O PSOE conta com o Podemos, mas isso não deve bastar para alcançar maioria. Em franco deslocamento para a direita, o centrista Cidadãos tem se mostrado arisco à ideia de um alinhamento. Sobrariam os partidos nacionalistas (catalães, mas também bascos e canários), como mostrado acima, volúveis.
Se a vitória socialista se confirmar, projeta Botella, o consórcio progressista não deve se completar antes de outubro deste ano. É quando se espera que saia a sentença dos 12 líderes catalães agora julgados pela organização, em 2017, de um plebiscito ilegal sobre a separação da região.
Dependendo do que a Justiça decidir, o movimento independentista pode optar pela ruptura total com Madri, recusando-se a sustentar um hipotético governo Sánchez 2.0. O impasse alimentaria o clamor por novas eleições gerais, como aconteceu no biênio 2015-2016.

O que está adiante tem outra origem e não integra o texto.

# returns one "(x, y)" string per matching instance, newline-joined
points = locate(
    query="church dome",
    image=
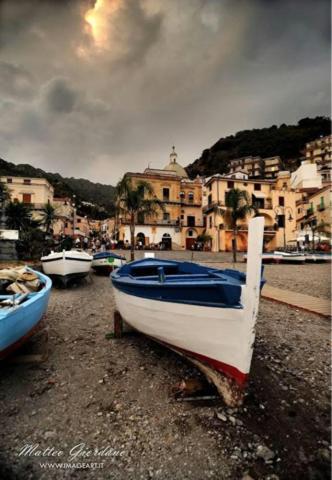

Ou seja, a Espanha ainda vai ficar por algum tempo dando volta na rotatória da independência catalã.
ANTES SENSAÇÃO, CIDADÃOS CHEGA ENFRAQUECIDO
Promessa de renovação da política espanhola nas eleições da última década, o Cidadãos (centro) chega à votação deste domingo (28) acometido por dores de crescimento.
Depois de ameaçar a supremacia dos tradicionais PSOE (socialistas) e Partido Popular (direita), parece ter tocado um teto. Ao abandonar o tom conciliatório de seus primórdios (2005), periga até encolher.
Há um ano, seu líder, Albert Rivera, aparecia no topo das intenções de voto ou competindo seriamente por ele.
Recém-eleito pelo Fórum Econômico Mundial, de Davos (Suíça), como um dos cem jovens líderes mundiais a acompanhar, adotava discurso moderado, cuidadosamente centrista –se dizia pronto, se eleito, a governar tanto com progressistas quanto com conservadores.
Parecia contar com o desgaste do governo Mariano Rajoy (PP) para se consagrar, em 2020. Até que veio a moção de censura que derrubou o líder direitista, mesmo sem o endosso do Cidadãos, e alçou de volta ao poder o PSOE.
A reviravolta forçou uma mudança de estratégia. Rivera foi ao ataque para tentar se firmar como o chefe de fileira da oposição ao socialismo.
Absteve-se na votação sobre a exumação dos restos mortais do ditador Francisco Franco (1892-1975) de um mausoléu erguido pelo trabalho de republicanos, que o militar combateu. Mais adiante, acusou o novo primeiro-ministro, Pedro Sánchez, de plágio em sua tese de doutorado.
A guinada à direita espantou os simpatizantes progressistas que vinham aderindo ao Cidadãos.
A gota d’água, para muitos, foi o sinal verde de Rivera à aliança com o ultradireitista Vox após a eleição regional da Andaluzia, no fim de 2018 –o PP completa a frente de direita ali.